Medikation bei Kindern

Erwachsene greifen schnell zu Medikamenten, sobald sich eine Erkältung anbahnt. Wie reagieren Sie richtig, wenn Ihr Kind kränkelt? Welches Medikament darf man nicht verabreichen? Und wie werden Zäpfchen am besten verabreicht? Wir klären diese Fragen in unserem Blog.

Der Kindergarten ist die ideale Spielwiese für Viren und Bakterien. Erkältung, Durchfall, Läuse, Mittelohrentzündung – mit bis zu zehn Infekten pro Jahr müssen Eltern von Kindergartenkindern rechnen. Doch beim Griff in die Hausapotheke ist Vorsicht geboten. Denn Kinder sind keine kleinen Erwachsenen!

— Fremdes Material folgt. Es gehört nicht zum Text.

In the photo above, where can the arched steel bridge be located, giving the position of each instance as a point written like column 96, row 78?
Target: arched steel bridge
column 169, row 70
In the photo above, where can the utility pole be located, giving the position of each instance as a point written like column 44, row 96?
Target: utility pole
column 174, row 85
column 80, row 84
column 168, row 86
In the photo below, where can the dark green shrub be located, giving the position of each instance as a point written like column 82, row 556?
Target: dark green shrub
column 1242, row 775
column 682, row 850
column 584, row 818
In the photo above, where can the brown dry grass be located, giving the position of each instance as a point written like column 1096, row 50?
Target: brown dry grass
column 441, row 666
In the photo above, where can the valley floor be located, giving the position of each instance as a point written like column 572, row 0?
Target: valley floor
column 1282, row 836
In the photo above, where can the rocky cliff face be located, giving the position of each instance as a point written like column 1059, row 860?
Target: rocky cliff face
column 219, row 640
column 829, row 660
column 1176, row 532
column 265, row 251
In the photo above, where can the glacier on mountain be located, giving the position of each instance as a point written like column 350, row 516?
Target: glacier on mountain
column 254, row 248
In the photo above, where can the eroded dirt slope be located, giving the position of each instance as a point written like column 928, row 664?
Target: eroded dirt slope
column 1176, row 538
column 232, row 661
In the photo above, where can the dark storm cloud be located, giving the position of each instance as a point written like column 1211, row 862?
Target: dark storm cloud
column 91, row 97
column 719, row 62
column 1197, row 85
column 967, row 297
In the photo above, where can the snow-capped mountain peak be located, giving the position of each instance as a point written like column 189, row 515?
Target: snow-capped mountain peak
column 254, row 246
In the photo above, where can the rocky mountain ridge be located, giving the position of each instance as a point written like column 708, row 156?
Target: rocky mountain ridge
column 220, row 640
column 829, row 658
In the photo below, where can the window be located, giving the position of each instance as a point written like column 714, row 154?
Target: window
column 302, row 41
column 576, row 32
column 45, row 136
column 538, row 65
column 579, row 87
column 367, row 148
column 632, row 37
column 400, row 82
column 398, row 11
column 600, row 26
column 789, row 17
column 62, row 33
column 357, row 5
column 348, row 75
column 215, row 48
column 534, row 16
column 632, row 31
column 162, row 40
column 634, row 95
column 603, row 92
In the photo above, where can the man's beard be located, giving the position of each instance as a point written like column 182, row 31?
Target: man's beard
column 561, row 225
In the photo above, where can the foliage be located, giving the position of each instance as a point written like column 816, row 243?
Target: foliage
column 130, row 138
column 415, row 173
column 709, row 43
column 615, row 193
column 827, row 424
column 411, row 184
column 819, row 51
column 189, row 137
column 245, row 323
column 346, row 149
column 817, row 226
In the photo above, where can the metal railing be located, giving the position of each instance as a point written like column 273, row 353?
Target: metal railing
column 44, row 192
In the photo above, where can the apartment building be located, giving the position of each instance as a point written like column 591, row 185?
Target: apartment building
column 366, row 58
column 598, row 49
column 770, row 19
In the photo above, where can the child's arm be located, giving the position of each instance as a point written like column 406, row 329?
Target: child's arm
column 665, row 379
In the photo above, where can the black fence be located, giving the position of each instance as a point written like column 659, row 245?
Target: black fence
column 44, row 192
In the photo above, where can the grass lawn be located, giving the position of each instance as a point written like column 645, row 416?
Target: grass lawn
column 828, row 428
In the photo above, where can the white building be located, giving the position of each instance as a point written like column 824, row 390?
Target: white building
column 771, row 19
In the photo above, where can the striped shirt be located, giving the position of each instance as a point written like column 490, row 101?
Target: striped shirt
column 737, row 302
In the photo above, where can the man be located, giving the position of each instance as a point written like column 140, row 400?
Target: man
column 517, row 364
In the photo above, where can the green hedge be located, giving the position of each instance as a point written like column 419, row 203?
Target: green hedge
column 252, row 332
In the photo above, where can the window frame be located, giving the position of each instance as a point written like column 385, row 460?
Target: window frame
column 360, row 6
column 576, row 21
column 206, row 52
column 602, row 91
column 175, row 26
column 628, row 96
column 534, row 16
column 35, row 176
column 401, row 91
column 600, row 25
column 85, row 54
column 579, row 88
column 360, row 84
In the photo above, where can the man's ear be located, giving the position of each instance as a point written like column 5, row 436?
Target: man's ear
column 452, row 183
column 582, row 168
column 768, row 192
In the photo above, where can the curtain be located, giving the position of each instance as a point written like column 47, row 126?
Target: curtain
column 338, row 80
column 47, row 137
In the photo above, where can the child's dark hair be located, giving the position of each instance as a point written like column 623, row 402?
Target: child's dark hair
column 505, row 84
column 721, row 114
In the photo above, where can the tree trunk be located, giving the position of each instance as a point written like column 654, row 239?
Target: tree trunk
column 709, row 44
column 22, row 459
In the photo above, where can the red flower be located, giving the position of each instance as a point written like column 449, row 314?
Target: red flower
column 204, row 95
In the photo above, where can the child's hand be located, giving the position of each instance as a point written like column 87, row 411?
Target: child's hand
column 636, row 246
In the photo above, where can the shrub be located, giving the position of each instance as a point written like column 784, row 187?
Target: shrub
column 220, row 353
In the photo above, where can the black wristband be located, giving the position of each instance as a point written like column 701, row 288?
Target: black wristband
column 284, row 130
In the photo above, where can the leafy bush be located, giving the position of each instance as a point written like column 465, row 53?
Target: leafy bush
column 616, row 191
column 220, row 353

Bei einer Erkrankung wie Schnupfen, Erkältung oder Fieber reicht es nicht aus, das Medikament für Erwachsene zu nehmen und die Dosierung runterzurechnen.

Bei harmlosen Beschwerden sollte nicht immer gleich zu Medikamenten gegriffen werden. Manche Beschwerden lassen sich durch Hausmittel und elterliche Zuwendung überwinden. Bei ernsten Erkrankungen oder Schmerzen ist eine medikamentöse Behandlung dagegen zwingend erforderlich. Das können z.B. sein:

  • Infektionen der Harnwege, des Mittelohrs oder der Nasennebenhöhlen
  • Chronische Erkrankungen

 

Eltern und Kinderärzte sollten zusammen entscheiden, ob eine Medikamentengabe sinnvoll und notwendig ist. Die Sorge vor Nebenwirkungen ist bei Eltern immer präsent. Mit der EU-Kinderarzneimittelverordnung von 2007 müssen die Hersteller in entsprechenden Studien nachweisen, dass das entsprechende Medikament für Kinder ungefährlich ist.

Die korrekte Dosierung und Anwendungsform

Babys und Kleinkinder reagieren altersabhängig anders als Jugendliche und Erwachsene. Die Organe sind noch nicht ausgereift, das Immunsystem noch nicht vollständig funktionsfähig. Die Proportion von Größe zu Gewicht ist ebenfalls anders. Die Dosierung und Anwendungsform muss dementsprechend an das Alter des kleinen Patienten angepasst werden. So können kleine Babys noch keine Tabletten schlucken, ein Jugendlicher wird mit Sicherheit ein Fieber-Zäpfchen verweigern. Die Dosierungsangaben auf den Beipackzetteln müssen in jedem Alter genauestens eingehalten werden.

Für Babys und Kleinkinder eignen sich am besten Medikamente in Form von Saft, Tropfen, Elixier, Suspension oder Sirup. Diese Flüssigkeiten können leicht runtergeschluckt werden und schmecken meist süß und angenehm. Aber Achtung: Die korrekte Dosierung muss unbedingt eingehalten werden und darf nicht schlafenden oder schreienden Kindern verabreicht werden. Verwenden Sie die beigelegten Dosierhilfen (Löffel, Spritze). Bei älteren Kindergarten- und Schulkindern können die Medikamente schon in Tablettenform eingenommen werden. Hier ist die Dosierung genau vorgegeben. Die Tabletten haben meist keinen Eigengeschmack und sind in überzogener Form auch leicht zu schlucken. Die Einnahme sollte in aufrechter Haltung und mit viel Wasser erfolgen.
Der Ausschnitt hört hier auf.